I updated the regression test to also check the behavior with external calls, and explicitly set the assumed external call stack size. I also included SGPR and VGPR register count assertions for all kernels in the test.

jweightman marked an inline comment as done.May 20 2022, 7:56 AM
jweightman added inline comments.
llvm/test/CodeGen/AMDGPU/hsa-metadata-resource-usage-function-ordering.ll
23

@arsenm I added the register count checks, but I'm not sure how to make the stack size check more reliable at the moment. Could you clarify a few questions, so I can improve the test?

we’re going to stop adding an arbitrary constant for unknown stack size and reporting dynamic stack separately

This sounds like unknown calls will contribute 0 to the private segment fixed size, and there will be some other field that describes dynamic stack usage separately. What will this field be called? What values will it be able to have, and what will they mean?
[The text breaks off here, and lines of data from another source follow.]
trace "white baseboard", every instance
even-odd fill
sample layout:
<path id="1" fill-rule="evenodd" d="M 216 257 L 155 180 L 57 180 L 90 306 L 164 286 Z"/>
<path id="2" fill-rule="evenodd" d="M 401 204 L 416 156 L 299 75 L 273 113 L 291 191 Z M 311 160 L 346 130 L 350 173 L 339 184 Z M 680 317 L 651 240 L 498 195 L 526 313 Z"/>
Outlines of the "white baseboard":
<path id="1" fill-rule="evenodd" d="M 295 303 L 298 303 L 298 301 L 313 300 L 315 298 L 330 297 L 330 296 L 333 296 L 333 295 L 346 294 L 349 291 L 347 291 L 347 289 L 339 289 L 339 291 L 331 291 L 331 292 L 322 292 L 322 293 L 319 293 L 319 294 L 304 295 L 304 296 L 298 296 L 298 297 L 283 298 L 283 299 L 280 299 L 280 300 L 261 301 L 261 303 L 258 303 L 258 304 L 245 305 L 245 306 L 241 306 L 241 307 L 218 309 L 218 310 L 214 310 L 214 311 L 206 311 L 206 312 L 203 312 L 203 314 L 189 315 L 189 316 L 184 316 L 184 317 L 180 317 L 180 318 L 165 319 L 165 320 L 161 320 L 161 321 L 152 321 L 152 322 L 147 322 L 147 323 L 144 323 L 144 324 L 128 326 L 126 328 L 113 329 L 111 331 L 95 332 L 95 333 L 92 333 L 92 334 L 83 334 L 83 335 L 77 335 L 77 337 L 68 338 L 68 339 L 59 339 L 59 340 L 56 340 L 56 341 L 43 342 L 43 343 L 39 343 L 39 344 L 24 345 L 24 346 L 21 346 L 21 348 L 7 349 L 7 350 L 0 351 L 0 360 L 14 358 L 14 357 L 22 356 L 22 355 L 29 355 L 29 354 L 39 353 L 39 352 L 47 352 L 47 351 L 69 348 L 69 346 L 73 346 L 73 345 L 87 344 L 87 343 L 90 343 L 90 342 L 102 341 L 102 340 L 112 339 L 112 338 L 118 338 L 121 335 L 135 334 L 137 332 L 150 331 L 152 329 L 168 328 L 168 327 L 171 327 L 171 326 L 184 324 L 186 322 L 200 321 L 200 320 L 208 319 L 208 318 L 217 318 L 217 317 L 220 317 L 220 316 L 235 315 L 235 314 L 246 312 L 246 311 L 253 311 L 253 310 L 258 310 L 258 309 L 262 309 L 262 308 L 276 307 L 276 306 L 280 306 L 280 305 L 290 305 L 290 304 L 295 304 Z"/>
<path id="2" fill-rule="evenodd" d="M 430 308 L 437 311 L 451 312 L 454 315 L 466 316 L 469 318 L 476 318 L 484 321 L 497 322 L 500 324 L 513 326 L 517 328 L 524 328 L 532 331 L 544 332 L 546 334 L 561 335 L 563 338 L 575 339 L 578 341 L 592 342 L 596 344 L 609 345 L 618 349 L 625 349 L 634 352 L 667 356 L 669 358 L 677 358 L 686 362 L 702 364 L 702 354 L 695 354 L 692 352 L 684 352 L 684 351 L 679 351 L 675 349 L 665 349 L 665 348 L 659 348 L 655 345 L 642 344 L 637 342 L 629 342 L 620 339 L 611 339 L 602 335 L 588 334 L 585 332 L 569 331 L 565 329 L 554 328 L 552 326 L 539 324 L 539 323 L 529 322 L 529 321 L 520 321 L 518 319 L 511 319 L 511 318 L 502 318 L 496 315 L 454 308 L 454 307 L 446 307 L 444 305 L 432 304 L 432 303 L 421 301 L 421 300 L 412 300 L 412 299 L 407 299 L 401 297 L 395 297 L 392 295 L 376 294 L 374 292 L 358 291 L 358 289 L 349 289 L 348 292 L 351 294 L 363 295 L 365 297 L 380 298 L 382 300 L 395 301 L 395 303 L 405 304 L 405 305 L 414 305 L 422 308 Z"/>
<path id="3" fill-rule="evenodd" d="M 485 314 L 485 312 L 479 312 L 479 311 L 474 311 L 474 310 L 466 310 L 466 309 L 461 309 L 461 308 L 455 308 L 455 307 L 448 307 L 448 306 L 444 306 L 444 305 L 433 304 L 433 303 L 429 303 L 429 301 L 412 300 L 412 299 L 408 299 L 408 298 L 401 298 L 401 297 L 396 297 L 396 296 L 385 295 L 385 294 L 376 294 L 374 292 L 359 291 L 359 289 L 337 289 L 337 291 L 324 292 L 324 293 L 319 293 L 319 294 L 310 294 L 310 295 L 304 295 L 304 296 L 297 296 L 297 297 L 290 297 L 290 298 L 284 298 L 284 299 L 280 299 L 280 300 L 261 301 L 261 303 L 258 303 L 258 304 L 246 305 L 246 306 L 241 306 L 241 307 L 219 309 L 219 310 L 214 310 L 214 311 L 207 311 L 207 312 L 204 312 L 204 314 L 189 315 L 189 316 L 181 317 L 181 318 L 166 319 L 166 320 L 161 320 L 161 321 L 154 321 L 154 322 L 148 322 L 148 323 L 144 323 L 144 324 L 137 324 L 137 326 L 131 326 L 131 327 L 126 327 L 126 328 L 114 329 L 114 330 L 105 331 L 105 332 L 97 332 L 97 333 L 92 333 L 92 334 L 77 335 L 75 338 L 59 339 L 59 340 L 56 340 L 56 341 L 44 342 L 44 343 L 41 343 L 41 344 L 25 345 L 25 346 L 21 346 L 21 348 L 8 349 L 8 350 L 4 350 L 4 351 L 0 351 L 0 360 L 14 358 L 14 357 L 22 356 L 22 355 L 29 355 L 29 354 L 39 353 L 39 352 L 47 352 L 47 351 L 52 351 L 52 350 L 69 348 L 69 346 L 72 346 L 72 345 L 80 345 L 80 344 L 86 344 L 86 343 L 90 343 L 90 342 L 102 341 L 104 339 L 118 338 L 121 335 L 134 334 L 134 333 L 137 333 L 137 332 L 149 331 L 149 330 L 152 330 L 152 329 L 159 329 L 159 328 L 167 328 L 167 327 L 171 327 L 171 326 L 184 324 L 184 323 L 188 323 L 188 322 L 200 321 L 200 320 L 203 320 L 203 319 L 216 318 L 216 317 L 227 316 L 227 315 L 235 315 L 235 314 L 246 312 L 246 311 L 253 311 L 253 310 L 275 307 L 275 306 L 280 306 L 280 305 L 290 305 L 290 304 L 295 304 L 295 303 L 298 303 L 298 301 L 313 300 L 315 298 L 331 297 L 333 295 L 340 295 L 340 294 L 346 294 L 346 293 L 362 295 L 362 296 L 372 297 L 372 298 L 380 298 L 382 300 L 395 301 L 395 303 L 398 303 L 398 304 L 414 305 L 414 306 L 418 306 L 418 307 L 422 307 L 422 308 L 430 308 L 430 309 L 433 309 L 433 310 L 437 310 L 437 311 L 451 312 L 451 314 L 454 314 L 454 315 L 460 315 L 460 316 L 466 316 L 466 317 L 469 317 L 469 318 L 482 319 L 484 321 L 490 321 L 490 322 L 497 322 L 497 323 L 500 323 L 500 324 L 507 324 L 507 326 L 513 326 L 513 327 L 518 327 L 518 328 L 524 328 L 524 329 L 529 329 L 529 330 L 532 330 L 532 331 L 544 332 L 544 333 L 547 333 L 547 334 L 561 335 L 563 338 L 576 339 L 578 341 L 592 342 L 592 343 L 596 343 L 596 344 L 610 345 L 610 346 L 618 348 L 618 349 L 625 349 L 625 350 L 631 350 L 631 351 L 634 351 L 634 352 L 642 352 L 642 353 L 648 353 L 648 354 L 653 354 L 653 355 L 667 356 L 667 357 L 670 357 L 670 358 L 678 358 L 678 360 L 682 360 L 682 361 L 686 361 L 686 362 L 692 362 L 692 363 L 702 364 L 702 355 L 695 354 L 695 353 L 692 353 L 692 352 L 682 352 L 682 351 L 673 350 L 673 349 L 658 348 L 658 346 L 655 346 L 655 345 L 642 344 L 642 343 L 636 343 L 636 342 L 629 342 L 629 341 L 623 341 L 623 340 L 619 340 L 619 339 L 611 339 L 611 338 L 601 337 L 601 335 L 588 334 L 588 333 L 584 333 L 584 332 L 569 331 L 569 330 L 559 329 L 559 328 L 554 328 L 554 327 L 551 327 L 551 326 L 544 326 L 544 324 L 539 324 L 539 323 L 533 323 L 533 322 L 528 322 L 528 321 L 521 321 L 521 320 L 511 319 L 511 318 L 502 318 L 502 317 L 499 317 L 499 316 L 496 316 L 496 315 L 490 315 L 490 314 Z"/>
Also, if this isn't implemented yet, how can I write a check for it or future-proof this test now?

I saw that the test was failing on the automatic build, so it looks like the register counts may have changed recently. The register counts depend on the architecture for this test case, and I've updated the checks in the test to match.

arsenm added inline comments.Jun 3 2022, 6:54 AM
llvm/test/CodeGen/AMDGPU/hsa-metadata-resource-usage-function-ordering.ll
5

You can check the direct asm output. I don't see a reason to go through the disassembler here

23

The flag will be removed in the future, so simply using it should be enough since it will fail with unknown flag error.

arsenm added inline comments.Jun 3 2022, 7:02 AM
llvm/test/CodeGen/AMDGPU/hsa-metadata-resource-usage-function-ordering.ll
16–19

These aren't the most helpful register counts. Can you mark the functions internal, and add some artificial asm register uses to get a more helpful value?

arsenm accepted this revision.Jun 3 2022, 1:20 PM

LGTM

This revision is now accepted and ready to land.Jun 3 2022, 1:20 PM
This revision was landed with ongoing or failed builds.Jun 3 2022, 1:56 PM
This revision was automatically updated to reflect the committed changes.